Assieme al produttore Marin Karmitz, prima dell’uscita delle tre pellicole, l’autore decise che ognuna di esse sarebbe stata proposta ai tre festival cinematografici per eccellenza: Venezia, Berlino e Cannes. Film Blu ha debuttato, a settembre 1993, alla 50ª edizione della Mostra internazionale d’arte cinematografica di Venezia, aggiudicandosi il Leone d’oro (ex aequo con America Oggi di Robert Altman) e la Coppa Volpi alla migliore attrice per Juliette Binoche. Film Bianco è stato presentato nel febbraio 1994 al Festival internazionale del cinema di Berlino, dove Kieślowski ha conquistato l’Orso d’argento per la regia. Film Rosso, infine, ha visto i suoi natali al Festival di Cannes nel maggio 1994; qui non ha ottenuto la Palma d’oro, vinta quell’anno da Pulp Fiction, ma ha conquistato grande seguito, ricevendo poi diversi riconoscimenti, tra cui 3 nomination agli Oscar.

5. Lo studio del suono nella Trilogia dei colori

Film Rosso cinematographe.it

Dopo aver musicato l’intero Decalogo e La doppia vita di Veronica, altra pellicola targata Kieślowski e scritta dal suo fedele sceneggiatore Krzysztof Piesiewicz, al suo fianco anche nella stesura della trilogia, il compositore Zbigniew Preisner collabora nuovamente con i due cineasti dando un enorme contributo alla riuscita empatico-esistenziale dell’intreccio. La colonna sonora del primo film, che si apre con la scomparsa della figlia e del marito della protagonista, compositore musicale, è stata realizzata prima dell’inizio delle riprese, così da poter modulare su di essa la recitazione e la fotografia; il tema musicale di Film Bianco, invece, può essere rintracciato all’interno della terza pellicola quando Valentine si trova al negozio di musica.

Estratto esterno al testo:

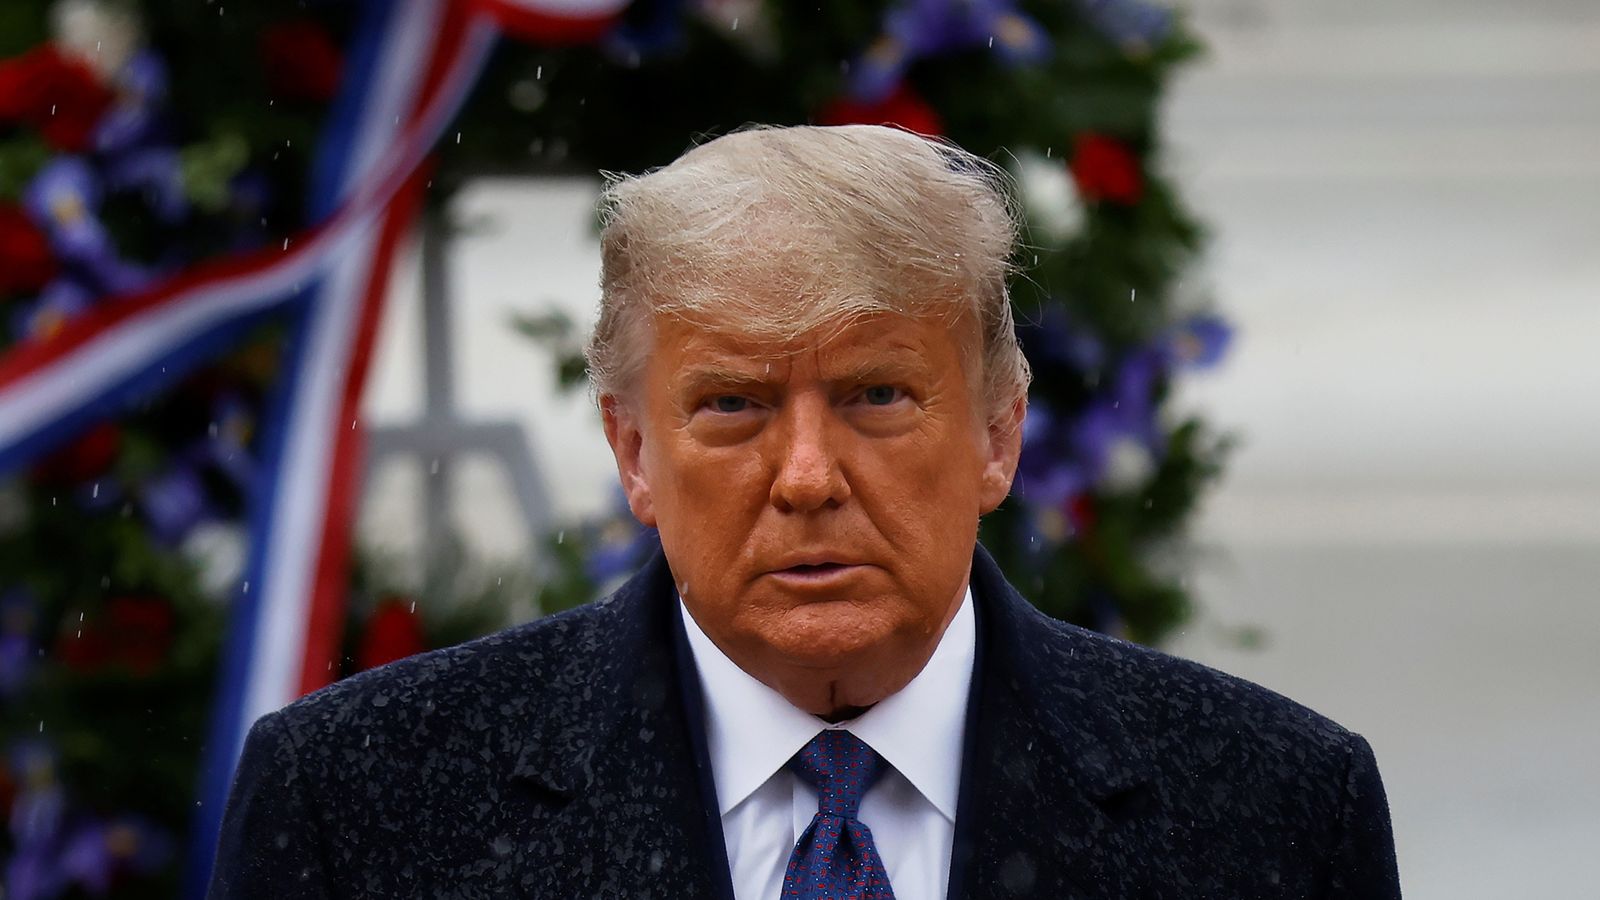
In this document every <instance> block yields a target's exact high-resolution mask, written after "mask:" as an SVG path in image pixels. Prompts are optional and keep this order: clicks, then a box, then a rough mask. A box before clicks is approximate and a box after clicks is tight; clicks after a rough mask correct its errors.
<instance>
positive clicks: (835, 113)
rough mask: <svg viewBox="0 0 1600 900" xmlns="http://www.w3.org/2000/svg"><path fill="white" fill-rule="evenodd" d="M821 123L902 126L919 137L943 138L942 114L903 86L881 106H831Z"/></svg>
mask: <svg viewBox="0 0 1600 900" xmlns="http://www.w3.org/2000/svg"><path fill="white" fill-rule="evenodd" d="M818 122H821V123H822V125H899V127H901V128H904V130H907V131H914V133H917V135H930V136H936V135H944V122H942V120H941V119H939V110H936V109H933V106H931V104H928V101H925V99H922V94H918V93H917V91H914V90H912V88H910V85H907V83H904V82H901V85H899V86H898V88H894V93H891V94H890V96H886V98H883V99H882V101H878V102H858V101H853V99H837V101H834V102H832V104H829V106H827V107H826V109H824V110H822V112H821V114H818Z"/></svg>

6. Identificazione del regista

Il giudice Joseph Kern, personaggio coprotagonista del terzo film, interpretato eccezionalmente da Jean-Louis Trintignant, sembra essere un chiaro richiamo a Kieślowski stesso. Ritiratosi a vita privata, egli dedica le sue giornate alla contemplazione e all’analisi degli altri; uno studio antropologico di cui egli si nutre e tramite il quale tenta di comprendere i rapporti umani e la sensibilità dell’individuo.